Una oferta arrolladora

PABLOS

VIGO

CONTRASTES | O |

19 nov 2004 . Actualizado a las 06:00 h.

PROBABLEMENTE, ninguna otra ciudad española del tamaño de Vigo presenta actualmente una oferta cultural, y en concreto, plástica, tan amplia como la nuestra. Y es verdad que la hemos alcanzando en pocos años, ya que hace no más de cuatro décadas lamentábamos todo lo contrario, un pauperismo preocupante para una urbe que se aproximaba al cuarto de millón de habitantes. No hay más que visitar las salas de exposiciones de la Casa das Artes, de los dos centros culturales de Caixanova, de Caixa Galicia y las muchas galerías particulares para comprobar que el espectáculo de la pintura, el grabado, la fotografía, la escultura, atraen a numeroso público. Todo ello sin olvidar que con la cantidad se da habitualmente aquí la calidad. Pocas veces se han mostrado, simultáneamente, exposiciones de la importancia de la de pintura francesa moderna, arte de toda Suramérica, fondos casi desconocidos del museo local, testimonios del camino de Santiago y el talento de un gran artista gallego como es Isaac Díaz Pardo. Por cierto que esta entrañable y admirada personalidad, que asistió a la inauguración de su muestra, se empeña en afirmar que su pintura carece de importancia, cuando, de no haberla abandonado, le situaría en lugar destacado del panorama internacional como el más conspicuo recreador del Renacimiento hasta el Barroco, ya que supo absorber, y hacer suyos, postulados y encantos que van de Tiziano a Goya. La otra cara de la moneda está en las exposiciones que nos ofrece el MARCO, justificando su denominación.

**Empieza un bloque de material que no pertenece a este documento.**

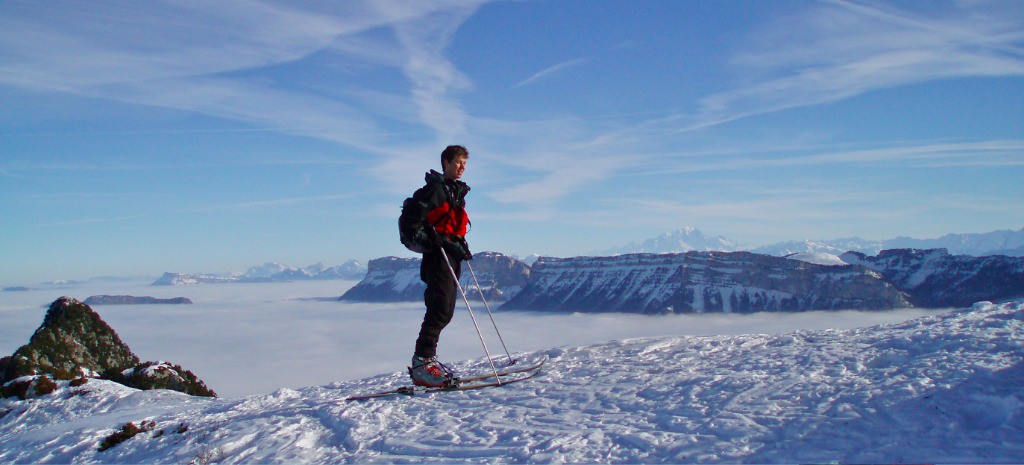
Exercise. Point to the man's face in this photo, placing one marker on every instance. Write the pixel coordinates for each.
(455, 168)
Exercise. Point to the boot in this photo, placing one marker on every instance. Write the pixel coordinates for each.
(430, 373)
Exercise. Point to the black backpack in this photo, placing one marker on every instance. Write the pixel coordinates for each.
(411, 225)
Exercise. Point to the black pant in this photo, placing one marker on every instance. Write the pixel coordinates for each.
(440, 297)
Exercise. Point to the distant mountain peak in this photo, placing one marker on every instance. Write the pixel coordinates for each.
(684, 240)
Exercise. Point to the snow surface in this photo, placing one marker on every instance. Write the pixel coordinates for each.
(938, 388)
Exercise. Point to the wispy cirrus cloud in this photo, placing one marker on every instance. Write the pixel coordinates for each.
(201, 57)
(553, 70)
(840, 49)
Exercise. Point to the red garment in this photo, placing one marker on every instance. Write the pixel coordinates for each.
(449, 221)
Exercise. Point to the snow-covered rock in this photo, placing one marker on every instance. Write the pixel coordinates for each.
(697, 282)
(935, 279)
(397, 280)
(941, 388)
(817, 258)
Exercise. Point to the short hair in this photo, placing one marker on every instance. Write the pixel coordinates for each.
(453, 152)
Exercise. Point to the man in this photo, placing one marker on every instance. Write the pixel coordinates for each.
(436, 213)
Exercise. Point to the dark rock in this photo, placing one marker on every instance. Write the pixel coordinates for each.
(74, 343)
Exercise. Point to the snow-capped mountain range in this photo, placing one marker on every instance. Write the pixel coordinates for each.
(269, 271)
(685, 240)
(699, 282)
(397, 280)
(718, 282)
(941, 388)
(1009, 243)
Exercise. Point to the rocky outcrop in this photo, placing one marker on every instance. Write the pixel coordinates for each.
(163, 375)
(72, 343)
(133, 300)
(397, 280)
(933, 278)
(698, 282)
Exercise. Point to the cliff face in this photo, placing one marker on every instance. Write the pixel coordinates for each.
(697, 282)
(933, 278)
(397, 280)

Porque lo absolutamente contemporáneo es lo que suele tener cabida en él, y más aún, la apuesta por un futuro cuya perdurabilidad es dudosa, pero que, al fin, es la expresión más significativa de este tiempo nuestro, tan cambiante, tan convulso, tan dado a modas y modos poco más que efímeros. Si algún día halláramos albergue adecuado a lo que no cabe en el pazo de Castrelos, habríamos rematado una encomiable tarea ya en marcha.